Psychedelic pop-rock band The Morning After Girls may be new to the U.S. but they’ve already made their mark on the Australian music scene. After recording and developing their sound for a number of years in Melbourne and Sydney, founding members Martin Sleeman and Sacha Lucashenko decided to make the move to New York City. In the wake of their relocation, they began to collaborate with current bandmates EJ Hagen, Alexander White, and Anthony Johnson. A few years back, The Morning After Girls toured as openers for alternative sensation, The Brian Jonestown Massacre; this year, the band will make the leap to headliner after the release of their new album, “Alone.”
Recently, I talked via e-mail with TMAG member Martin Sleeman about his new album, the band’s decision to move and their bizarre show in Cleveland.
Steph Freitag: How did the members of your band meet?
Martin Sleeman: Shortly after settling into our residences in NYC, myself and Sacha were introduced via a friend of mine to Alex White. Through Alex, we met EJ Hagen and shortly after, through a chance meeting on the corner of West 157th and Broadway in Washington Heights, I met Mr. Anthony Johnson. We shared coffee, life experiences and the rest is fast becoming history.
SF: How would you describe the band’s dynamic?
MS: The band’s dynamic is based around a very strong mutual respect of the very things which give life its beauty – human nature, love, loss, tragedy, relationships, which is then all mixed in with a very, very heavy hand of humor.
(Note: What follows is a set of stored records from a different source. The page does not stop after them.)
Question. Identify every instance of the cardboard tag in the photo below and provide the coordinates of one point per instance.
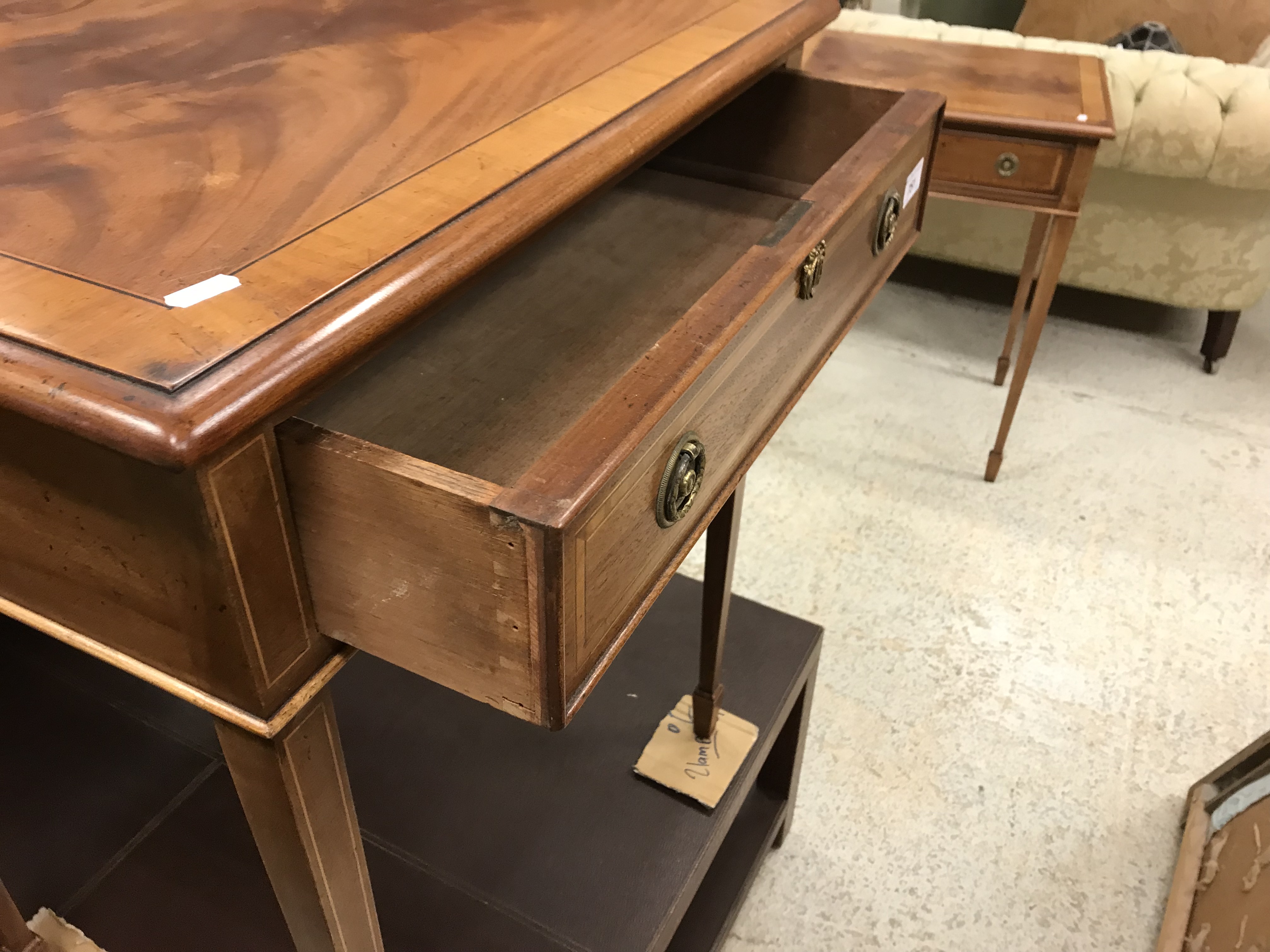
(704, 771)
(915, 182)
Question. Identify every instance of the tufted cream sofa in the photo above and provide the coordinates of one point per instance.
(1179, 206)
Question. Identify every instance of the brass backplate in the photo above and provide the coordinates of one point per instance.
(888, 221)
(681, 480)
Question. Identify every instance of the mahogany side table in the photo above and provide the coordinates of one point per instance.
(1021, 130)
(409, 329)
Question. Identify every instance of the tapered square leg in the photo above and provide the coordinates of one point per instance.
(1027, 279)
(1056, 252)
(721, 559)
(295, 792)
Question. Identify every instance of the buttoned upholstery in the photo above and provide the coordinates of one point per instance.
(1179, 206)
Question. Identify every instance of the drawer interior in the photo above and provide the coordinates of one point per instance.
(487, 384)
(492, 380)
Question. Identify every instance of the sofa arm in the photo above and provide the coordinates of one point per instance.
(1176, 116)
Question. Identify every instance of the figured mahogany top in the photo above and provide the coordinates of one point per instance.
(301, 148)
(999, 89)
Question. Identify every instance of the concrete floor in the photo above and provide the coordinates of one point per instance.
(1019, 681)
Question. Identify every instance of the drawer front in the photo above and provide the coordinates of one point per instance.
(620, 554)
(1010, 166)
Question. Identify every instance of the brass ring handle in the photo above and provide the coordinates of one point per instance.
(809, 275)
(681, 480)
(888, 221)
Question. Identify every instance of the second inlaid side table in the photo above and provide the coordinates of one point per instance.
(1021, 130)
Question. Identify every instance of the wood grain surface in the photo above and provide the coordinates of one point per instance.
(1024, 91)
(546, 397)
(350, 273)
(150, 146)
(158, 565)
(489, 382)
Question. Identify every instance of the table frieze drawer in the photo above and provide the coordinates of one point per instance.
(479, 502)
(975, 163)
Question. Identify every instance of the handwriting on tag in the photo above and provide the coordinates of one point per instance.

SF: What’s it been like working on “Alone”?
MS: It was one of the most uniquely enduring experiences of mine and Sacha’s lives. We went everywhere that a soul can go whilst sharing something that means so much to one’s self, both personally and within our relationship together. Working on this album gave us both some of the most acute experiences of the dichotomy of being together alone, and alone together, that we’ve ever experienced.
SF: How would you describe its overall sound?
MS: Right now, you and the listener; I’m much more interested in how you would describe the sound. Honestly, I’ve always thought that attempting to describe “sound” is a paradoxical action. Sound is unique, like most senses of beauty, because at its very core, it defies written or spoken language. Listen to it, feel it, share it.
SF: What are your favorite lyrics off the release?
MS: Quite simply, every single lyric on this album is my favorite. Every single word.
SF: Has your sound and style changed since your debut album?
MS: Again, that’s up to you. I’m not qualified to answer that, because it’s just not how I operate. The moment I think about these things, that’s the moment I compromise what I love about this part of my life. To be fair to you, though, time, as our senses experience it, does change things like sound and style, just by virtue of ambition and a strong desire to be inspired by new experiences.
SF: When you write a song, which comes first—lyrics or instrumentals? What’s the creative process like?
MS: It’s different every time. There’s no set rule. I really love the times when we’re initially discovering an idea that we both believe in. I may bring an idea or a song to Sacha, or vice versa, or it may happen in the rehearsal studio. Whenever or wherever it is, though, it’s always an extremely exciting moment when you look at each other, without the need for words, and just know…
SF: Why did you decide to relocate to New York?
MS: It’s always felt very natural when we’ve spent time in New York. Our hearts and our souls have always been reflected so easily and effortlessly here.
SF: What do you miss most about Australia?
MS: The things that are unique to Australia. In the main, Australians are beautifully relaxed, down-to-earth people. It’s a lovely country.
SF: If you could tour with any artist, who would it be?
MS: Old Kool.
SF: What is your favorite Australian band/artist?
MS: Three Month Sunset.
SF: What has been your best memory on tour?
MS: There are too many… But today, perhaps, a look on Sacha’s face at around 4:30 a.m. after a very questionable show in Cleveland, Ohio.